Scott Monty

 

As you know, user-generated / consumer-generated content has been all the rage over the last year. Many pundits have gone so far as to claim that traditional advertising agencies' days are numbered. But the agencies themselves have lumbered forward, continuing to support hundreds and hundreds of creative staff (not to mention a sizable chip on their shoulders), with the confidence that no one can produce high quality creative the way they can.

Earlier this year, the Doritos Super Bowl ad proved otherwise - at least with regard to concepting. The agencies and production houses still have the expertise in execution of the 30-second spot.
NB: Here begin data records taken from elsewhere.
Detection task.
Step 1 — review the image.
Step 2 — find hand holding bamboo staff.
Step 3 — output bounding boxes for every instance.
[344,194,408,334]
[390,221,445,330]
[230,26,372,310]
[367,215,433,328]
I think in the end, the creative juice will be found somewhere in the middle - the agencies and their ability to navigate the supply chain, along with active input from consumers, will together create some pretty powerful stuff.

But in the meantime, the takeaway message is the old cliche - don't judge a book by its cover. Agency execs pooh-pooh ideas because they come from "the people," and that is a huge mistake. Good ideas can come from anyone - on your team, from a client, from an agency - hell, stop and ask a few people on the street while you're at it.

Case in point: Paul Potts, a dubious-looking mobile phone salesman goes on ITV's Britain's Got Talent to attempt to sing opera
You have to see this video. I think it's one of the best moments in the history of reality TV (okay, okay - not a huge honor, but you get the point) and a great example of how we humans like to judge based on superficialities.

The judges rolled their eyes when they saw the contestant, clearly expecting another feeble performance on this grown-up talent show. In the end, Potts had the audience on their feet, people were crying, and Simon Cowell - yes, the Simon Cowell - was clapping, exclaiming "you are absolutely fantastic."



Using a feedreader that doesn't embed video? Click here.

Take a moment and think about the many assumptions you make on a daily basis - about vendors, clients, colleagues, people you pass on the street or sit next to on the train, the guy you get your coffee from or your newspaper man. The next Pavarotti might be closer than you expect. Have you given him the chance to sing for you?